IndieWire chief critic Eric Kohn said he enjoys Film Comment’s younger writers, “from Nick Pinkerton’s acerbic and entertaining ‘Bombast’ column to Paul Brunick’s sprawling two-part exploration of film criticism’s evolving status,” he wrote in an email. “Eric Hynes’ ongoing ‘Make It Real’ column explored some consequential issues about the nature of the non-fiction form. Here’s hoping some aspect of these highlights survive whatever new life the next chapter brings.”

But what can that be? The online universe leans into fast-moving clickbait, which could make a digital Film Comment stand out as an opportunity to read about film in depth. Online-only might reach more cinephiles, but how could it retain its status as a benefit of Film at Lincoln Center membership? Leaning into coverage of classic cinema and the increasing range of content on streamers has the potential to attract more advertising, but would that dilute its identity?

“Today there is as much great writing on film as there ever was — possibly more — but most of it is online, thus harder to get hold of, more ephemeral,” Haskell said in an email. “The cinema, to its greater glory, is far more inclusive, with the marginal and the overlooked getting their due. But this makes for a massive amount of films competing for our attention. If anything, we need a magazine like Film Comment more than ever, to help us make sense of it all.”

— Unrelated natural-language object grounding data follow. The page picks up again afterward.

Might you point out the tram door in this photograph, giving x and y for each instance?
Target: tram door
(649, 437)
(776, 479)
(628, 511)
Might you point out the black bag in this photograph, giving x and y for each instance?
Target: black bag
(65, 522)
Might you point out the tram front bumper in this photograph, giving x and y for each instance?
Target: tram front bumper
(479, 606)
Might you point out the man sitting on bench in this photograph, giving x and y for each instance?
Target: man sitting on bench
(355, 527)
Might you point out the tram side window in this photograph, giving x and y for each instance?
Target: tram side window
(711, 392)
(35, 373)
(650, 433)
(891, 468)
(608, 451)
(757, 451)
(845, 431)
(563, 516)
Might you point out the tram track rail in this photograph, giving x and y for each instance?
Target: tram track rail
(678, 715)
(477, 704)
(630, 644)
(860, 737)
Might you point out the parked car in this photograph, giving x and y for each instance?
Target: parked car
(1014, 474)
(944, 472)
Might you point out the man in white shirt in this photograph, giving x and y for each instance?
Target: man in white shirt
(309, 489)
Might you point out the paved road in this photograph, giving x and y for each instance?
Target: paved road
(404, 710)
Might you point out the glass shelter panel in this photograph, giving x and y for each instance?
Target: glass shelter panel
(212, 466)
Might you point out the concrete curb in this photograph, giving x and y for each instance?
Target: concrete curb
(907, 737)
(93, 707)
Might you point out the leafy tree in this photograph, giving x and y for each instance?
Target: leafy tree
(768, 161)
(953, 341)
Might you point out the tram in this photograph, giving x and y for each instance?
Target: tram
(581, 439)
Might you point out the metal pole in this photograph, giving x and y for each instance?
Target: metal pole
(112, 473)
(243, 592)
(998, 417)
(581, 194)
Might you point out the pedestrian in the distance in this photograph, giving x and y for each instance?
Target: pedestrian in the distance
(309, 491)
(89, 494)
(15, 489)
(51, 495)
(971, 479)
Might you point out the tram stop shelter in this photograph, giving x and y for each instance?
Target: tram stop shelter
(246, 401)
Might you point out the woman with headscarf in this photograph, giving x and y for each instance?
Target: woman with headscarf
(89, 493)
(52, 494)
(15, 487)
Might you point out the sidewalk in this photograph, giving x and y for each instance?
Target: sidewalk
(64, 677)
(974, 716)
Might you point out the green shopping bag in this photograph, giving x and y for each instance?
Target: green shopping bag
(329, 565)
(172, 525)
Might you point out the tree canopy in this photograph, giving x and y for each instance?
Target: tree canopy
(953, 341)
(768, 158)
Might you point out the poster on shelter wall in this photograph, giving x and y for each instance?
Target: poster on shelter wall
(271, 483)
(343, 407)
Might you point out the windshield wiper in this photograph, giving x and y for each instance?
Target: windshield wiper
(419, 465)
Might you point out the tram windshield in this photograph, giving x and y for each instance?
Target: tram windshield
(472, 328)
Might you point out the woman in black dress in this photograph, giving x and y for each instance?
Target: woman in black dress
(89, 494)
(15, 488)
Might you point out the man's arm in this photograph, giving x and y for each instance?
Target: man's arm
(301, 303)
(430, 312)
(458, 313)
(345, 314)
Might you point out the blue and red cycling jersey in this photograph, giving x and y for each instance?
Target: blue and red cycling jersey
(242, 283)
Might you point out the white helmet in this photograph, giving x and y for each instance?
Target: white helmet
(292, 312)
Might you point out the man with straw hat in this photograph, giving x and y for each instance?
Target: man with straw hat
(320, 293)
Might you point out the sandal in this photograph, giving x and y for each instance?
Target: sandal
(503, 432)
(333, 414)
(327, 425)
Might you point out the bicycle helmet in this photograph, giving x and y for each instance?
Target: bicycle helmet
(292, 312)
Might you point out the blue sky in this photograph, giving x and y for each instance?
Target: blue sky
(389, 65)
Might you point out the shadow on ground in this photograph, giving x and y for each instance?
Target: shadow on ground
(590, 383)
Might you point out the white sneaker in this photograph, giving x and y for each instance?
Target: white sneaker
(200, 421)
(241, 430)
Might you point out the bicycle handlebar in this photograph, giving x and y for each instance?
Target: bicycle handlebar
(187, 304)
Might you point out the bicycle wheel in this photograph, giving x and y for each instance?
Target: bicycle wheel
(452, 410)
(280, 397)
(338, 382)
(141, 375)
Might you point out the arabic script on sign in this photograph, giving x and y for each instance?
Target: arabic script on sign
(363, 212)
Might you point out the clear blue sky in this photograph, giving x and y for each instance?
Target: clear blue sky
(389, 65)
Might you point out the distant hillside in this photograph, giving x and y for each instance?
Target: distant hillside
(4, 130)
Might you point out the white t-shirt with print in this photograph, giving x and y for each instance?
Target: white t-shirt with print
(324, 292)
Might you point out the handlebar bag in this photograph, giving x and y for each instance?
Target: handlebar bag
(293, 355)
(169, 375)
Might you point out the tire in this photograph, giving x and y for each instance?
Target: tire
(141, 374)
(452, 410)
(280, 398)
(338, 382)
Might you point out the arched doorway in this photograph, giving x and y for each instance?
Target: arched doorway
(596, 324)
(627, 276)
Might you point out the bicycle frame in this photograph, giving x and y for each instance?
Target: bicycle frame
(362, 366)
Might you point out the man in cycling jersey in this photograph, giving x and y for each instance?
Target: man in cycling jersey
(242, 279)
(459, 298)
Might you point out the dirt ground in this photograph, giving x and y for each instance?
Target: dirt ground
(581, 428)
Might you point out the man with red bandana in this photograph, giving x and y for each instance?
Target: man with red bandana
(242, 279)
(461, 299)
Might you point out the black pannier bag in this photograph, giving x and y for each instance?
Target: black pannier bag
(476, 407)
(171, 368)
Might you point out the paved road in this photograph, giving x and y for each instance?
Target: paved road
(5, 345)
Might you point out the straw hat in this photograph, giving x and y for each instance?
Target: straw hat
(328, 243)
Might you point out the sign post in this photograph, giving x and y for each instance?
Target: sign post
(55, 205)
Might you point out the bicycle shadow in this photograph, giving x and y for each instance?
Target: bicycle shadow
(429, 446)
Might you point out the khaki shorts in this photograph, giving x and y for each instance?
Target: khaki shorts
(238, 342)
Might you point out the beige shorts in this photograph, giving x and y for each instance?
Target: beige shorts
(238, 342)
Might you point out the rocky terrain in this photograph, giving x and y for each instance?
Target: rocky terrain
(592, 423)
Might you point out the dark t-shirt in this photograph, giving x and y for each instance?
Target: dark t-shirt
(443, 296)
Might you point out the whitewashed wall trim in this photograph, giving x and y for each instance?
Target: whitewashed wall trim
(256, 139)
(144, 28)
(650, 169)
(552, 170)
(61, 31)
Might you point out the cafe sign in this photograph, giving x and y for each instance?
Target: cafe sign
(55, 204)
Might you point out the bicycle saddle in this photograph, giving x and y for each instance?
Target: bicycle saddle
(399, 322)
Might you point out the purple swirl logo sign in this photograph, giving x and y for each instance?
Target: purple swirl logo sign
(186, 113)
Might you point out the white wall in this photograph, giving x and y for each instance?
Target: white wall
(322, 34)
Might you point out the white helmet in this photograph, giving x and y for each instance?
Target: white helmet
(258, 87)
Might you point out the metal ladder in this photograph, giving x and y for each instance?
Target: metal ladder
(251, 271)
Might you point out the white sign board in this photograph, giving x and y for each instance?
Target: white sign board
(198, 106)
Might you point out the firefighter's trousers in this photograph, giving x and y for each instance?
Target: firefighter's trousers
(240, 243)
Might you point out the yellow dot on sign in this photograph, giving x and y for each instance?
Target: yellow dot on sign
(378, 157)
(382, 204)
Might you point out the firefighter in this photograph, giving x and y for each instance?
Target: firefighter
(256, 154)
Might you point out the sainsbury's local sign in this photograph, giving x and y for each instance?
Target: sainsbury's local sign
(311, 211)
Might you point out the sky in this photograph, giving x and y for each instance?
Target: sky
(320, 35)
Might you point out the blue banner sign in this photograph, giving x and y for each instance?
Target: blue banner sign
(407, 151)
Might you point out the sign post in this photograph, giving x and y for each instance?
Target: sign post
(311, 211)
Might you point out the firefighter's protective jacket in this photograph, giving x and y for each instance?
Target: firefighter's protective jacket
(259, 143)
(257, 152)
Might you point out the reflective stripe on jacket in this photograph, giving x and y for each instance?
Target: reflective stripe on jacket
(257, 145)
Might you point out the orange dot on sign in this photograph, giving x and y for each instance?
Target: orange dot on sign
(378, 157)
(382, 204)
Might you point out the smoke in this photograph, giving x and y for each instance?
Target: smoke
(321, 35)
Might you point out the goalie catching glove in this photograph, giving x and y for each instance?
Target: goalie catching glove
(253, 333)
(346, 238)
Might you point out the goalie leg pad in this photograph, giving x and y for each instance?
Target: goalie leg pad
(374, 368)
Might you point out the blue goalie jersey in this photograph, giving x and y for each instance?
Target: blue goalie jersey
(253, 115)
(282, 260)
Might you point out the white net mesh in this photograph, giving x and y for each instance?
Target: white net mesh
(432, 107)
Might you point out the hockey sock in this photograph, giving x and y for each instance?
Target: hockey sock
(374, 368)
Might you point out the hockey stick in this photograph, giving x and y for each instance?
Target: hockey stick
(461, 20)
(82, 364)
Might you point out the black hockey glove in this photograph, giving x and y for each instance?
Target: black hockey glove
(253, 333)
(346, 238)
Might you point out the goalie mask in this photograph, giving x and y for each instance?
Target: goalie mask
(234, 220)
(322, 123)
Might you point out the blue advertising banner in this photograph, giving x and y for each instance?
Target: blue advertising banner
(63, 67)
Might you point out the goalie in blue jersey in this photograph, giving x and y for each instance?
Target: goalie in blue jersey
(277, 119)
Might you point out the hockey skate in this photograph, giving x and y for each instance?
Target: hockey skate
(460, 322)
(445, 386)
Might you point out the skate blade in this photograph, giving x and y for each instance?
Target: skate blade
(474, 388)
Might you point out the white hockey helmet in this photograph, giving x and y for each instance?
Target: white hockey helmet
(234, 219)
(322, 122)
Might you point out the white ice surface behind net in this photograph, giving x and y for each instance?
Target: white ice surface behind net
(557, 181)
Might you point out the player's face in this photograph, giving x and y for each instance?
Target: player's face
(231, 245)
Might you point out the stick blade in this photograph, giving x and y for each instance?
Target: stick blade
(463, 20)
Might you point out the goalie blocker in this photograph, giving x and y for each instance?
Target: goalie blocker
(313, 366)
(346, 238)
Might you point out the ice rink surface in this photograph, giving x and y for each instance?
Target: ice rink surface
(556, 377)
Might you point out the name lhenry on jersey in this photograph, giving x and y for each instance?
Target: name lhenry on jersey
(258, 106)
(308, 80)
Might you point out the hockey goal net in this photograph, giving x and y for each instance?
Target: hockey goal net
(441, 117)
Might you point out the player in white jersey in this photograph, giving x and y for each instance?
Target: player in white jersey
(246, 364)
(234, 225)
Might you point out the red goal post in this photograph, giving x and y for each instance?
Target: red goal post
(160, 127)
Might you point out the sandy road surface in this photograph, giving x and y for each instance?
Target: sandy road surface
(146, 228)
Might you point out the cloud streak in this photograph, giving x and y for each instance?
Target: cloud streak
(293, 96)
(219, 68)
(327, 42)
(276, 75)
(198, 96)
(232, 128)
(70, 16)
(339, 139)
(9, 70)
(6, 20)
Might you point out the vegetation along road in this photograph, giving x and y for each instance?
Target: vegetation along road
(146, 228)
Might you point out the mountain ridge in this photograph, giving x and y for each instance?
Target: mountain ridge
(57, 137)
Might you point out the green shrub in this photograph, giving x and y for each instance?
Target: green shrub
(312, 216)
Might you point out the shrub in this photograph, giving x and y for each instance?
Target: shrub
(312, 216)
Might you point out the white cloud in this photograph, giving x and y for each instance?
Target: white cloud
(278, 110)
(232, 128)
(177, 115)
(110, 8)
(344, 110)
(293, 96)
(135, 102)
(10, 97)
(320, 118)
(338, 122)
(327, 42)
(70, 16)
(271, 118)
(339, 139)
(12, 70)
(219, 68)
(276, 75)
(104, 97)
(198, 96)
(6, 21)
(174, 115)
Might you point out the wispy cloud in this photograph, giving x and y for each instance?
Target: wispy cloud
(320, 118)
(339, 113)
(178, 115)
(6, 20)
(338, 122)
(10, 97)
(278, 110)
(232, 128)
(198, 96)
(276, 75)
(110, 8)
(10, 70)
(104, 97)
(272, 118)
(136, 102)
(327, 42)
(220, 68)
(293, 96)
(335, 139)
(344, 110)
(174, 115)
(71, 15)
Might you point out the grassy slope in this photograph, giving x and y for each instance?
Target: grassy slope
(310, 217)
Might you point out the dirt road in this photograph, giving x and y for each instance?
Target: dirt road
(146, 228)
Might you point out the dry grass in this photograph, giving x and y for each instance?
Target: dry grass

Publishing in the 21st century is a brutal business. Even the tony Conde Nast is fighting its One World Trade Center landlords to break the 25-year lease it signed in 2014. Survival means keeping costs low and seeking creative opportunities in a demanding ad sales market. Film at Lincoln Center wants to find funding for its future, whatever form it takes. Meanwhile, magazines die all the time; the ones that survive often succeed by exploiting their own brand potential.

Branding doesn’t really resonate for Film Comment. As John Waters told me over the phone, he loves Film Comment because “I love the most obscure film criticism. I’m for the art of writing that infuriates people.”

Waters, who said he loved that the “uppity” Film Comment put his “Polyester” star Edith Massey on the cover for his 1981 interview, hopes the print edition continues; he reads his back issues on airplanes. “They look at you like you’re crazy. I feel terrible; I’m not a Luddite. I’m on the computer all day looking at people in squares. I like to sit in bed with a magazine!”